Daniel Lemire's blog

, 4 min read

Identifying influential citations: it works live today!

Life has a way to give me what I want. Back in 2009, I wrote that instead of following conferences or journals, I would rather follow individual researchers. At the time, there was simply no good way to do this, other than visiting constantly the web page of a particular researcher. A few years later, Google Scholar offered “author profiles” where you can subscribe to your favorite researchers and get an email when they publish new work. Whenever I encounter someone who does nice work, I make sure to subscribe to their Google profile.

This week, I got another of my wishes granted.

Unsurprisingly, most academics these days swear by Google Scholar. It is the single best search engine for research papers. It has multiplied my productivity when doing literature surveys.

There have been various attempts to compete with Google Scholar, but few have lasted very long or provided value. The Allen Institute for Artificial Intelligence has launched its own Google Scholar called Semantic Scholar. For the time being, they have only indexed computer science papers, and their coverage falls short of what Google Scholar can offer. Still, competition is always welcome!

I am very excited about one of the features they have added: the automatic identification of influential citations. That is something I have long wanted to see… and it is finally here! In time, this might come to play a very important role.

Let me explain.

Scientists play this game where they try to publish as many papers as possible, and to get as many people as possible to cite their papers. If you are any good, you will produce some papers, and a few people will read and cite your work.

So we have started counting references as a way to measure a scientist’s worth. And we also measure how important a given research paper is based on how often it has been cited.

That sounds reasonable… until you look at the problem more closely. Once you look at how and why people cite previous work, you realize that most citations are “shallow”. You might build your new paper on one or two influential papers, maybe 3 or 4… but you rarely build on 20, 30 or 50 previous research papers. In fact, you probably haven’t read half of the papers you are citing.

If we are going to use citation counting as a proxy for quality, we need a way to tell apart the meaningful references from the shallow ones. Surely machine learning can help!

Back in 2012, I asked why it wasn’t done. Encouraged by the reactions I got, we collected data from many helpful volunteers. The dataset with the list of volunteers who helped is still available.

The next year (2013), we wrote a paper about it: Measuring academic influence: Not all citations are equal (published by JASIST in 2015). The work shows that, yes, indeed, machine learning can identify influential references. There is no good reason to consider all citations as having equal weights.
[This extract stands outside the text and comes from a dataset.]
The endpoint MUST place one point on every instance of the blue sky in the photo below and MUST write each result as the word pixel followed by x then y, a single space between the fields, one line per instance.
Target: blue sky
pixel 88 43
We also discussed many of the potential applications such as better rankings for researchers, better paper recommender systems and so forth. And then among others, Valenzuela et al. wrote a follow-up paper, using a lot more data: Identifying Meaningful Citations.

What gets me really excited is that the idea has now been put in practice: as of this week, Semantic Scholar allows you to browse the references of a paper ranked by how influential the reference was to this particular work. Just search for a paper and look for the references said to have “strongly influenced this paper”.

I hope that people will quickly build on the idea. Instead of stupidly counting how often someone has been cited, you should be tracking the work that he has influenced. If you have liked a paper, why not recommend paper that it has strongly influenced?

This is of course only the beginning. If you stop looking at research papers as silly bags of words having some shallow metadata… and instead throw the full might of machine learning at it… who knows what is possible!

Whenever people lament that technology is stalling, I just think that they are not very observant. Technology keeps on granting my wishes, one after the other!

Credit: I am grateful to Peter Turney for pointing out this feature to me.